For his service, Feagin was selected by the Texas Sentinel Foundation to receive a brand new, mortgage-free home thanks to the concerted effort of the Collin County Association of REALTORS (CCAR) and a multitude of fundraisers and community contributors in and around Collin County.
Led by CCAR President Mal Smith, the project has encouraged collaboration from many stewards in Collin County since its first fundraiser in June, engaging everyone from subcontractor to realtor to soccer mom. Over $110,000 was raised over the past few months to purchase the home, sold by Highland Homes for about half of its true worth.
Once the home in Melissa is built, Feagin -- along with his wife Kayla and their 3-year-old son Tyler -- will aptly call the house located on Patriot Drive in the Liberty subdivision home.
Kayla spoke on behalf of her husband at a groundbreaking ceremony held Sept. 24, as Feagin was called back to San Antonio where the family is currently stationed. The move to Collin County and into their new home at the end of the year is somewhat bittersweet since their plans to "tough it out" to retirement were cut short, Kayla said. While she admits to being somewhat nervous about life in the civilian world, she is encouraged by the support of family, friends and an entire community.
"Finally having a place to call home, there are no words to describe it," Kayla said. "We have been bouncing all over the place for the past five years and so to settle near family is unbelievable."
To date, the Texas Sentinels Foundation has successfully adopted five deserving soldiers throughout Texas. In addition to providing adequate housing to the veterans in need, the nonprofit organization also works to facilitate a lasting bond between the veterans and their community, and provides financial counseling and lifelong sentinel membership.
"I'm a Navy vet and I love the fact that we are honoring these veterans," Smith said. "When I got out, it wasn't that way. This was such a fun project; we are so blessed to have the Texas Sentinel program."
Like Feagin, Texas Sentinel founders Richard and Jeanne Filip were also inspired by the tragedy of 9/11 to make a difference, particularly in the lives of the men and women returning home from the wars in Afghanistan and Iraq.
"Shortly after 9/11, I started hearing a lot of stories about soldiers coming back from Iraq severely wounded, their lives being flipped over," Richard said. "That's where the vision to start building homes came from.

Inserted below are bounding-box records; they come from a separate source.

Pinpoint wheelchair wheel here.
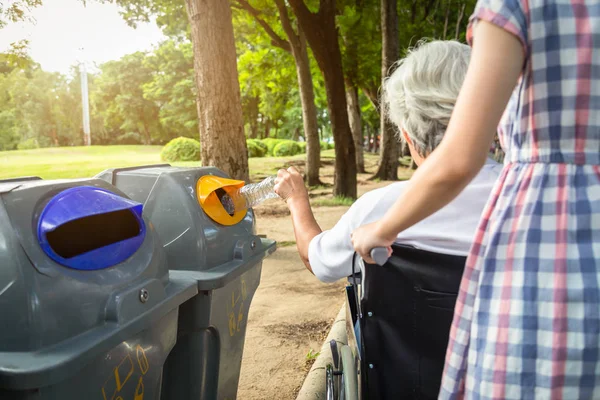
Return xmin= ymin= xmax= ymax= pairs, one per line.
xmin=341 ymin=346 xmax=359 ymax=400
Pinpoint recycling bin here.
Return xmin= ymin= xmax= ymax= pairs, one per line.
xmin=98 ymin=165 xmax=275 ymax=400
xmin=0 ymin=178 xmax=198 ymax=400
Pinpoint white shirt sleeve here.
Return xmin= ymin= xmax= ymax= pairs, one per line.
xmin=308 ymin=191 xmax=386 ymax=283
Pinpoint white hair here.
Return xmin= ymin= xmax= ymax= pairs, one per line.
xmin=382 ymin=40 xmax=471 ymax=157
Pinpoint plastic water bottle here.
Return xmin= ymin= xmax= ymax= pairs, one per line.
xmin=221 ymin=176 xmax=279 ymax=215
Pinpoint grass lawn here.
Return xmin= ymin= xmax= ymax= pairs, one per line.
xmin=0 ymin=146 xmax=342 ymax=179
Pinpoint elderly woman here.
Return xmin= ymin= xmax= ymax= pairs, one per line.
xmin=275 ymin=41 xmax=501 ymax=282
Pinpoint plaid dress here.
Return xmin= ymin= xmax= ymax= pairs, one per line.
xmin=440 ymin=0 xmax=600 ymax=399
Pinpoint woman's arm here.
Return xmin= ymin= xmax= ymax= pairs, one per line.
xmin=274 ymin=167 xmax=322 ymax=274
xmin=352 ymin=21 xmax=524 ymax=263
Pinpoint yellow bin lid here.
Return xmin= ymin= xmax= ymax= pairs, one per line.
xmin=196 ymin=175 xmax=247 ymax=226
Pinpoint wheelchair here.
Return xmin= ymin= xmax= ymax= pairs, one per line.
xmin=326 ymin=245 xmax=466 ymax=400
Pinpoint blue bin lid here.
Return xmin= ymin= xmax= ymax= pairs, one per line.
xmin=37 ymin=186 xmax=146 ymax=270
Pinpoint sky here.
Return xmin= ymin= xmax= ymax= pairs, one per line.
xmin=0 ymin=0 xmax=165 ymax=73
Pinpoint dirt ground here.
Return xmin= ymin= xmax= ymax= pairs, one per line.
xmin=238 ymin=159 xmax=398 ymax=400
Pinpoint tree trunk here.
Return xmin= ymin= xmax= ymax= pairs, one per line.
xmin=264 ymin=118 xmax=271 ymax=139
xmin=50 ymin=128 xmax=59 ymax=147
xmin=346 ymin=82 xmax=365 ymax=174
xmin=288 ymin=0 xmax=356 ymax=199
xmin=248 ymin=96 xmax=260 ymax=139
xmin=185 ymin=0 xmax=249 ymax=181
xmin=280 ymin=17 xmax=322 ymax=186
xmin=454 ymin=3 xmax=467 ymax=40
xmin=374 ymin=0 xmax=399 ymax=181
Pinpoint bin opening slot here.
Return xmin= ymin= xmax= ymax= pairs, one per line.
xmin=46 ymin=209 xmax=142 ymax=259
xmin=215 ymin=188 xmax=235 ymax=217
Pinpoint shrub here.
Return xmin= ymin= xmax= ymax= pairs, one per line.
xmin=273 ymin=140 xmax=302 ymax=157
xmin=17 ymin=138 xmax=40 ymax=150
xmin=262 ymin=138 xmax=283 ymax=156
xmin=246 ymin=139 xmax=269 ymax=157
xmin=117 ymin=132 xmax=144 ymax=144
xmin=160 ymin=137 xmax=200 ymax=162
xmin=246 ymin=139 xmax=267 ymax=158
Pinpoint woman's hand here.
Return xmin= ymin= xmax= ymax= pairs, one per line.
xmin=273 ymin=167 xmax=308 ymax=205
xmin=350 ymin=221 xmax=396 ymax=264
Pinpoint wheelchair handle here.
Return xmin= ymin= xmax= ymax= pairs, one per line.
xmin=371 ymin=247 xmax=389 ymax=265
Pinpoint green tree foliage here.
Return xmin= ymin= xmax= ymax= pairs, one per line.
xmin=0 ymin=0 xmax=475 ymax=162
xmin=0 ymin=0 xmax=42 ymax=29
xmin=91 ymin=52 xmax=164 ymax=144
xmin=142 ymin=40 xmax=198 ymax=138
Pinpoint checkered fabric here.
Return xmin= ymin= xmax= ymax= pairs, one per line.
xmin=440 ymin=0 xmax=600 ymax=399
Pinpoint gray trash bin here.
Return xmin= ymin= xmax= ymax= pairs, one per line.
xmin=0 ymin=179 xmax=198 ymax=400
xmin=98 ymin=165 xmax=275 ymax=400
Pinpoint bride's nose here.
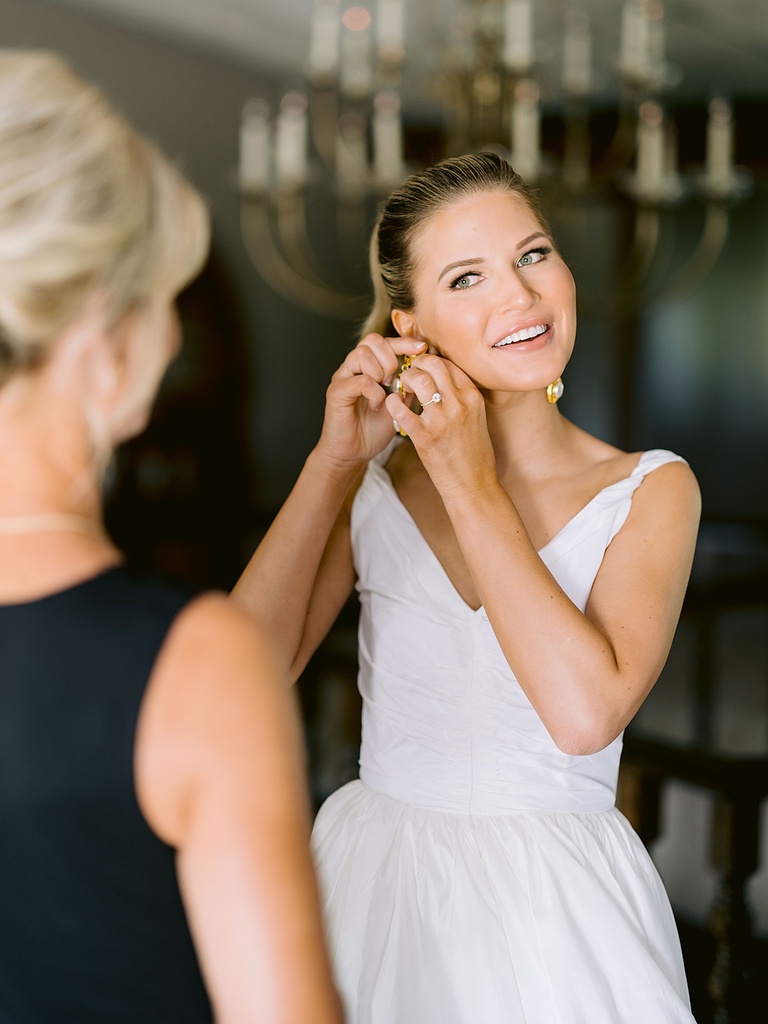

We are just the catalyst -- [the community] is the driving force and this is our poster team."
The groundbreaking was a culmination of many fundraisers and social events held in large part by local real estate offices, which coordinated and helped facilitate festivities such as barbeques, fun runs, and golf tournaments throughout the summer. The outpouring of continued support is something everyone involved hopes to spread like wildfire for years to come, Smith said.
"It's amazing that just a few short months ago, this was just a concept," said Smith. "We are setting an example for the entire Sentinel program. We need to honor these vets like Justin who are coming back. So many of them don't come back the same."
Feagin now participates in a military mentoring program and welcomes other wounded veterans returning home for the first time. He has been awarded 16 medals for his service, including the Purple Heart.
"He reassures them that they still have a future here," Bill said. "In a way, it's healing for him, too."
Like their son, the Feagins are extremely thankful that the Texas Sentinel program selected him, and still can't believe it is finally becoming a reality.
"We never even thought it was going to happen to us or our family," Sharry said. "We had seen it on TV, and we know there are thousands of others just a worthy. As parents, we are very proud."
With the construction commencing soon, Kayla hopes their new home may be a Christmas present this year, perhaps ending one chapter of their life and beginning another.
"I can't say thank you enough," Kayla said.